Pubdate: Fri, 26 Jan 2001
Source: Herald, The (WA)
Copyright: 2001 The Daily Herald Co.
Contact:  P.O. Box 930, Everett, WA   98206-0930
Fax: (425) 339-3435
Author: Scott North


A Washington State Patrol chemist could spend up to a year in jail after 
being charged with two gross misdemeanors Thursday for allegedly pilfering 
heroin sent for crime lab tests.

Michael R. Hoover, 51, of Edmonds admitted he had been ingesting heroin for 
several months to ease his back pain, Snohomish County deputy prosecutor Ed 
Stemler said in Superior Court papers.

He charged Hoover with tampering with physical evidence and official 

Both offenses carry a maximum punishment of 12 months in jail, said Jim 
Townsend, the county's chief criminal deputy prosecutor.

Hoover's alleged misconduct is affecting drug cases in seven Western 
Washington counties, and up to 200 dismissals are expected in Snohomish 
County alone, Townsend said.

Felony charges were considered but rejected because Hoover was not caught 
with drugs, only filmed on videotape pilfering them at the crime lab, 
officials said.

"With the evidence available, we've charged the counts we could prove," 
Townsend said. "Certainly, with the damage that's been done (to other 
cases), if we could have proven a felony we'd have charged it."
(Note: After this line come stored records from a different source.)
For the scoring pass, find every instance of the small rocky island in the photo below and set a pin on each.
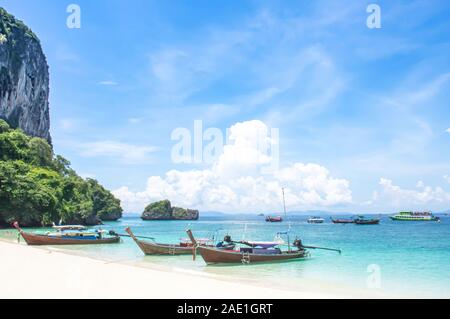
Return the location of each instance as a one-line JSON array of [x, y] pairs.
[[163, 210]]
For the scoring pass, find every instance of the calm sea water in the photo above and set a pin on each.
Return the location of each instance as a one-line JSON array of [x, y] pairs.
[[409, 258]]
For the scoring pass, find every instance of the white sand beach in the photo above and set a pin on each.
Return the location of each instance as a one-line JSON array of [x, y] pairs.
[[34, 272]]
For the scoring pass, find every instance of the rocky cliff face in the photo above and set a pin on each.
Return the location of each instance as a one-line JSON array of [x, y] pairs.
[[24, 78], [164, 211]]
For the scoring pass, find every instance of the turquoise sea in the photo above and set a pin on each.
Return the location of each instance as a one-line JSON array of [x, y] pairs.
[[410, 259]]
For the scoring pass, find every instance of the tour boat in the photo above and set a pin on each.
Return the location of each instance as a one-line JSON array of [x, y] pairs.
[[68, 235], [415, 216]]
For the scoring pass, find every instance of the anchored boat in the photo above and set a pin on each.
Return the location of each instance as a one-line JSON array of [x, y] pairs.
[[361, 220], [254, 252], [315, 220], [68, 235], [343, 221], [185, 247], [276, 219], [415, 216]]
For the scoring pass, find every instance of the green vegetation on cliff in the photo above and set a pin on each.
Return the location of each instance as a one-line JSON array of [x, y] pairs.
[[163, 210], [38, 188]]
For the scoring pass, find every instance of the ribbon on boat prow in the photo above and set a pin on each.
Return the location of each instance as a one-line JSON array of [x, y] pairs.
[[194, 243]]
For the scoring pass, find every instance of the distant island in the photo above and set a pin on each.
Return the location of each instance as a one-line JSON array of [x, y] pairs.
[[163, 210]]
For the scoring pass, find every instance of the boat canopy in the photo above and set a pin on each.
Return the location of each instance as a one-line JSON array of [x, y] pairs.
[[264, 244]]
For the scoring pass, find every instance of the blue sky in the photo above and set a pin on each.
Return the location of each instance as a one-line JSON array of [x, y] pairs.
[[362, 113]]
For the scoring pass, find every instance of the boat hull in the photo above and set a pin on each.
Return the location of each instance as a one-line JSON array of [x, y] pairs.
[[215, 256], [39, 240], [337, 221], [150, 248], [408, 219]]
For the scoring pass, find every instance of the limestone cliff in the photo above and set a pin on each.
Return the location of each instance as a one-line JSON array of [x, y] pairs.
[[163, 210], [24, 78]]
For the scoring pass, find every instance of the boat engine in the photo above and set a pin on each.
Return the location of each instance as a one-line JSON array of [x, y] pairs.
[[298, 243]]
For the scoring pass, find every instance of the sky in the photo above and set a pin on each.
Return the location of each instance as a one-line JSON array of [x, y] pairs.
[[304, 95]]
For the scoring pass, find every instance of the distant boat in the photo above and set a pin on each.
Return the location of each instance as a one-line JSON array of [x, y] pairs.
[[68, 235], [414, 216], [361, 220], [316, 220], [343, 221], [276, 219]]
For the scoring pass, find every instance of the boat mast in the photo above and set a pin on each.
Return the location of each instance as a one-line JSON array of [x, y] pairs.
[[285, 215]]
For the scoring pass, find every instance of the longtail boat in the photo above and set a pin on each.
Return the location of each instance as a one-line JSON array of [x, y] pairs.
[[276, 219], [67, 235], [415, 216], [342, 221], [361, 220], [256, 253], [185, 247], [315, 220]]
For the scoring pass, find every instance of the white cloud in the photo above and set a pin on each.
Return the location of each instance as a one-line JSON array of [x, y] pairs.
[[236, 182], [447, 178], [128, 153], [424, 197]]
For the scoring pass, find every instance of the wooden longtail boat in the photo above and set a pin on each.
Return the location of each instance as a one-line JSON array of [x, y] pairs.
[[343, 221], [212, 255], [75, 237], [154, 248], [276, 219], [361, 220]]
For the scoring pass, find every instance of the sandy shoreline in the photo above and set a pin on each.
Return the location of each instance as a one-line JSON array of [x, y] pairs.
[[33, 272]]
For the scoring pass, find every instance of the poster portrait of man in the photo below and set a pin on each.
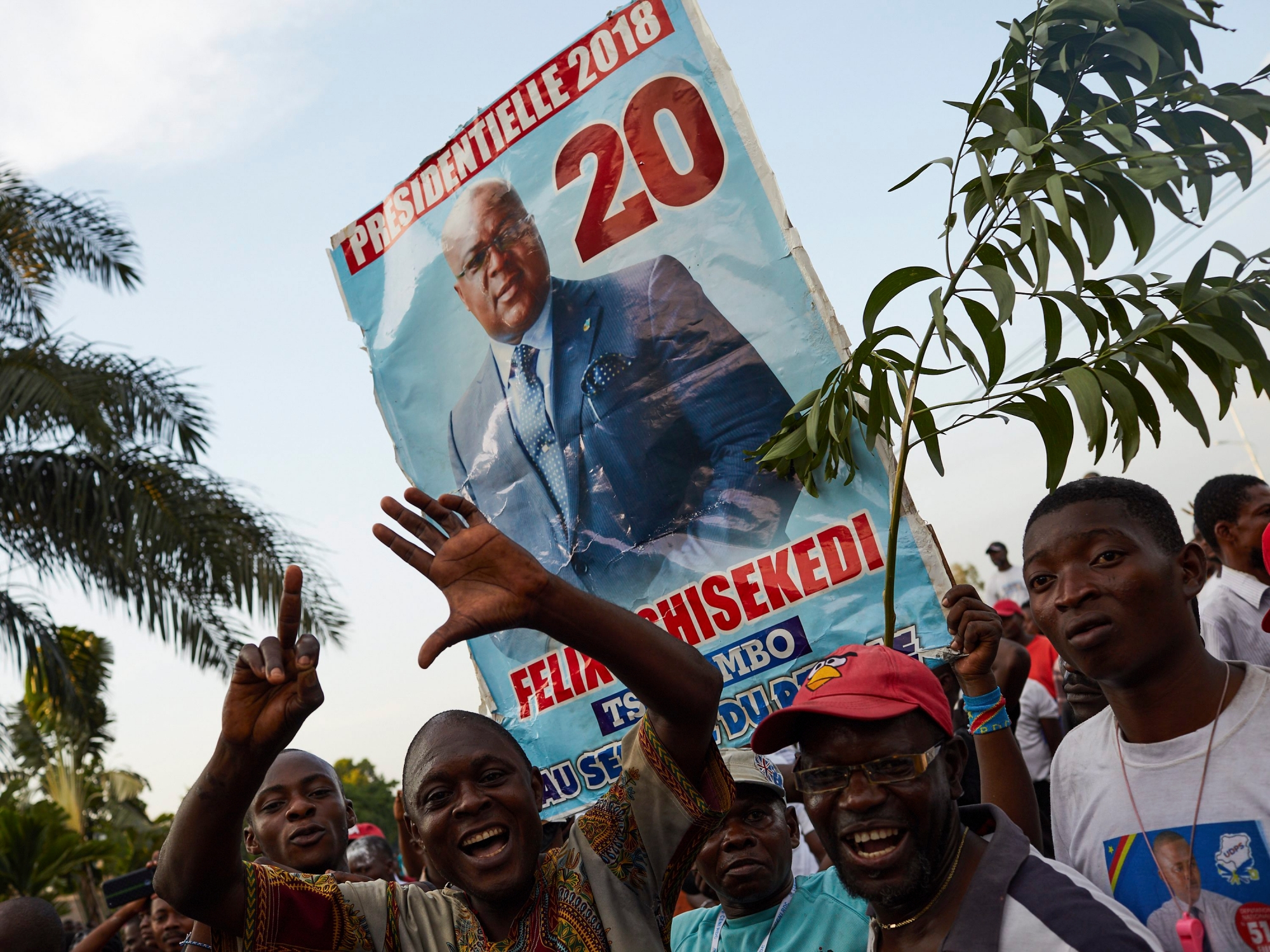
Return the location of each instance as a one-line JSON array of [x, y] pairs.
[[608, 426], [1182, 875]]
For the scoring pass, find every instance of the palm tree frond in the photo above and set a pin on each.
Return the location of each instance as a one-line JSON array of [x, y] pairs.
[[53, 390], [44, 237], [167, 538]]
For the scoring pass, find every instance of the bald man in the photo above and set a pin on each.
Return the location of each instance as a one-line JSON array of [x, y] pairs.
[[608, 425]]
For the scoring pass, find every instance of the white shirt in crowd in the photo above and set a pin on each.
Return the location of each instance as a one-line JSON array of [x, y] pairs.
[[1036, 705], [803, 863], [1233, 618], [1098, 833], [1005, 585]]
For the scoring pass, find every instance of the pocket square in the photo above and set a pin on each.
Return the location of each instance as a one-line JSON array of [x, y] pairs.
[[604, 371]]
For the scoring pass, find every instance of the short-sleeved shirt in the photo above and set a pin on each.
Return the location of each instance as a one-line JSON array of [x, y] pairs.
[[1233, 619], [821, 917], [1043, 657], [612, 887]]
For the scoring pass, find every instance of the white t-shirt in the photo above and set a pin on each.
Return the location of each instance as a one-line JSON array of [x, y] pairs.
[[803, 863], [1097, 832], [1005, 585], [1034, 705]]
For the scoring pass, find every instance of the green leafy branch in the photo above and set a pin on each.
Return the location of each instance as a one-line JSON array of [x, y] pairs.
[[1135, 130]]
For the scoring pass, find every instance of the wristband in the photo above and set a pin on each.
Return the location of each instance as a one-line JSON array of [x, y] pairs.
[[987, 713]]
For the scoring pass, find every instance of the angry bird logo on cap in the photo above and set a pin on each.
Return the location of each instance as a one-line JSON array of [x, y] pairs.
[[769, 770], [827, 671]]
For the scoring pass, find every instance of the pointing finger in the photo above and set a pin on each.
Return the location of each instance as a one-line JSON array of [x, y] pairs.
[[311, 689], [290, 606], [252, 661], [307, 653], [274, 666]]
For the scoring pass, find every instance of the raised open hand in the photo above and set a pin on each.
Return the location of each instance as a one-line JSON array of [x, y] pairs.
[[490, 582], [275, 685], [976, 630]]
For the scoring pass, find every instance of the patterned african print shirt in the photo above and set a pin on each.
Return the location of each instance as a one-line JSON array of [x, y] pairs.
[[612, 887]]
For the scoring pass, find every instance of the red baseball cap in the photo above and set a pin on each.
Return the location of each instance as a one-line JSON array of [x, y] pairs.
[[1266, 554], [365, 830], [859, 684]]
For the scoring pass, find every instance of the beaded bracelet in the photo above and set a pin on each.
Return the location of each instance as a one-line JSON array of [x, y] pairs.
[[987, 713]]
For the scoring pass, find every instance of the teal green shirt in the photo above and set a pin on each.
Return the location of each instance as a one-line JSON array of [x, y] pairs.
[[822, 917]]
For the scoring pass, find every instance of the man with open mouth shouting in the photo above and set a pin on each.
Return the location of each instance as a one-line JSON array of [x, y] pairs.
[[472, 795], [879, 770]]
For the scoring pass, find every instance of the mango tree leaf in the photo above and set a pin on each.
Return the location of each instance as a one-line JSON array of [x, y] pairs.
[[946, 161], [1147, 411], [1059, 199], [892, 285], [1073, 255], [1135, 211], [1089, 402], [1126, 414], [1177, 390], [1136, 43], [1003, 290], [1103, 11], [925, 423], [994, 338], [1196, 281], [1100, 232], [1053, 329], [1084, 314], [1027, 140], [1211, 340], [1060, 431], [937, 300]]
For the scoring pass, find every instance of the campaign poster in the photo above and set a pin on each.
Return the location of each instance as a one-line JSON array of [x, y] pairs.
[[582, 313], [1222, 880]]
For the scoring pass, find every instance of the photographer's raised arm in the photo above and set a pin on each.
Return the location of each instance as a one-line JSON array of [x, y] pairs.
[[492, 585], [274, 690]]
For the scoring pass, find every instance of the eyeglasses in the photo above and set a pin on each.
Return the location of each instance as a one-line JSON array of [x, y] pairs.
[[885, 770], [509, 235]]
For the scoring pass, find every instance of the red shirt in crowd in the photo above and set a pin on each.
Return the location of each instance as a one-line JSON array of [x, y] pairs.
[[1043, 663]]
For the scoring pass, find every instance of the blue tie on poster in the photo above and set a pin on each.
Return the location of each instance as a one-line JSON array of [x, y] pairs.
[[582, 314]]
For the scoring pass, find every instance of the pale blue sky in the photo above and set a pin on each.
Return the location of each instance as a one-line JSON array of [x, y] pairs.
[[238, 139]]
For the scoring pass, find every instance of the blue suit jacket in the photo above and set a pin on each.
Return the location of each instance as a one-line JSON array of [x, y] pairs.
[[655, 446]]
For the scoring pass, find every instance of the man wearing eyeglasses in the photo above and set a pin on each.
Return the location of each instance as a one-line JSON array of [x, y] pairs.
[[879, 770], [609, 423]]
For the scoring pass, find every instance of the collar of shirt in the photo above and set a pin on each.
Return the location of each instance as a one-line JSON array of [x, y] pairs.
[[539, 337], [1247, 587], [979, 922]]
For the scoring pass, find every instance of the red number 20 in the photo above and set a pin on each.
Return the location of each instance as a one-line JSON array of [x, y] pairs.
[[599, 229]]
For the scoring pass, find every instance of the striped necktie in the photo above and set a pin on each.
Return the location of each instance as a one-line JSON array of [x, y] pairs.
[[533, 425]]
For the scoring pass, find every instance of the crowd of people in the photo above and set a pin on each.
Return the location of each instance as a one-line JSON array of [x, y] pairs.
[[1084, 774]]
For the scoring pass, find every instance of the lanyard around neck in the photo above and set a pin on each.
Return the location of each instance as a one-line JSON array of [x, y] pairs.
[[780, 912]]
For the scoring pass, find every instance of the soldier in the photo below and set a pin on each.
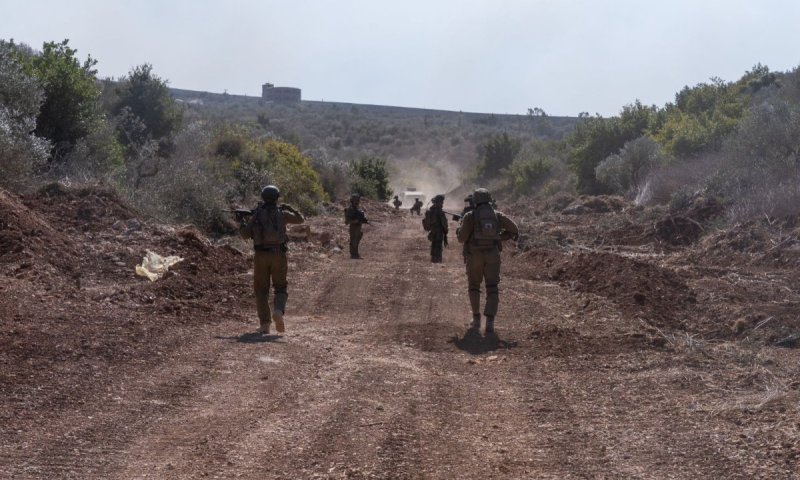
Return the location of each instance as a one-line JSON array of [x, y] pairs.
[[416, 207], [267, 227], [354, 217], [482, 231], [435, 223], [469, 206]]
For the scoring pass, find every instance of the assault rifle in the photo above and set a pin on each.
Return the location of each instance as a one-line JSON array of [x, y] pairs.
[[241, 214], [456, 216]]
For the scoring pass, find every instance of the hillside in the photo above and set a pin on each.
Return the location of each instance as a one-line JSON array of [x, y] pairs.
[[426, 148]]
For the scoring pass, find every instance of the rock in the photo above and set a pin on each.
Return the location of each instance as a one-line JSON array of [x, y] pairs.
[[299, 232], [134, 225]]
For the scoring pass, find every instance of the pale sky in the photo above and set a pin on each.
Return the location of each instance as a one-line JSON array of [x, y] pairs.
[[500, 56]]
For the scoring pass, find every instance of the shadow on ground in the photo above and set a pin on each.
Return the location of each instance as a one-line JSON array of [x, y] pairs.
[[251, 337], [472, 342]]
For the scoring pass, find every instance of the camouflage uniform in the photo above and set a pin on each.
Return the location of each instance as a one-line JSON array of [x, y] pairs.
[[416, 207], [435, 223], [269, 259], [354, 217], [483, 258]]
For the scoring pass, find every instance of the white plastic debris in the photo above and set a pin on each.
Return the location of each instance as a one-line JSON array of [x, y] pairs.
[[154, 266]]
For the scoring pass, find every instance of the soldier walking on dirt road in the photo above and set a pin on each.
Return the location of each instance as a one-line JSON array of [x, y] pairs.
[[482, 232], [435, 223], [267, 227], [416, 207], [354, 217]]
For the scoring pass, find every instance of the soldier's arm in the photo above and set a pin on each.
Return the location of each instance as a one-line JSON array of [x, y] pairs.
[[508, 229], [293, 217], [465, 230], [246, 229]]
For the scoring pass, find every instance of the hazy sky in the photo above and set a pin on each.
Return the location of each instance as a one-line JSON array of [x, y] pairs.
[[501, 56]]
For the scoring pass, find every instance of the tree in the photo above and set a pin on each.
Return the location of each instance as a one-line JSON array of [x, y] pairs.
[[147, 97], [371, 178], [498, 153], [595, 138], [70, 110], [625, 172], [21, 151]]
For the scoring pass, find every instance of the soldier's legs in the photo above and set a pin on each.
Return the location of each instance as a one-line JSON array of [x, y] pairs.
[[474, 277], [491, 274], [261, 281], [436, 248], [279, 271], [279, 281]]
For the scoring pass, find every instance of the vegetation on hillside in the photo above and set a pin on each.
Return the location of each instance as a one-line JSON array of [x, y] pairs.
[[187, 156]]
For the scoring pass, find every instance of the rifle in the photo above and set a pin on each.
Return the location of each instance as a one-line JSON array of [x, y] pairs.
[[240, 213], [456, 216]]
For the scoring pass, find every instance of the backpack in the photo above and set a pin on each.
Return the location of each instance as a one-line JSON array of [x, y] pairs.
[[428, 220], [269, 226], [487, 226]]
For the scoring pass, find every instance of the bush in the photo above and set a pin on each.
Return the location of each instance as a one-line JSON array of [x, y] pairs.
[[147, 96], [21, 151], [624, 173], [371, 178], [71, 108]]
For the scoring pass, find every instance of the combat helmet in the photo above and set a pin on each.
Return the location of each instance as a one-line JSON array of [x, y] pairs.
[[481, 195], [270, 194]]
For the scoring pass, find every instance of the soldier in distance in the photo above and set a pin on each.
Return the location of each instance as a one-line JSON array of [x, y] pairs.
[[267, 228], [354, 217], [435, 223], [469, 206], [482, 232], [416, 207]]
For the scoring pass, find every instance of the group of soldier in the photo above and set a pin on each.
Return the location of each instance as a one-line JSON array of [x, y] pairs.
[[481, 231]]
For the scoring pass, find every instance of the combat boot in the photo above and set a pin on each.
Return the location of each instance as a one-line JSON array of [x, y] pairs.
[[489, 325], [475, 325], [277, 317]]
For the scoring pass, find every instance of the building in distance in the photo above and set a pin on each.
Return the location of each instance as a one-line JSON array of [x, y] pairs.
[[271, 93]]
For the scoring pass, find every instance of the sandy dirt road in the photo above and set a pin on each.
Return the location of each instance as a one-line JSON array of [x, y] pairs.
[[376, 379]]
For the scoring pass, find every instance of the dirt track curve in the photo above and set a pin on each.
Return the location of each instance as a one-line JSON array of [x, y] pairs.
[[375, 379]]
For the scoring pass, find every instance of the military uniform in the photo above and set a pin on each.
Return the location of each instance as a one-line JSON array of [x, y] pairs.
[[267, 227], [435, 223], [483, 255], [416, 207], [354, 217]]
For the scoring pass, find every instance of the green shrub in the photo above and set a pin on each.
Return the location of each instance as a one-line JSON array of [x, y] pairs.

Co-workers at the state crime lab in Marysville asked for the investigation 
after they became concerned about Hoover's insistence on handling heroin 
cases. Patrol detectives installed a hidden camera near his work area and 
allegedly documented him repeatedly stealing heroin from evidence that had 
been sent to the crime lab for tests.

When confronted with the tapes Dec. 22, Hoover allegedly told detectives 
that he hadn't intended to begin using heroin, but accidentally sniffed 
concentrated, crystalline dust left over from an evidence test. He said 
there was immediate relief from his back pain, and he regularly began 
sniffing small amounts of heroin that he'd purified in the laboratory, 
documents show.

Hoover worked for the patrol for 11 years as a forensic scientist. He was 
placed on paid administrative leave in late December.

The crime lab is used to process evidence from Snohomish, Island, Skagit, 
Whatcom, Jefferson and Clallam counties.

Dismissal notices are being filed almost daily in Snohomish County as a 
result of questions being raised about the evidence Hoover handled and 
prosecutors relied on to file charges.

But documents also show that some local defendants are opting not to have 
their charges dismissed. Those defendants are all involved in the county's 
drug court, a volunteer program that provides defendants with a strict, 
court-supervised alternative to prison, focusing on treatment.

That shows the drug court is working, because defendants are being given 
the choice of getting help for the abuse problems or having their legal 
troubles dismissed, Townsend said.

"They are being told they can get out (of drug court), but if they are out, 
they can never get back in," he said.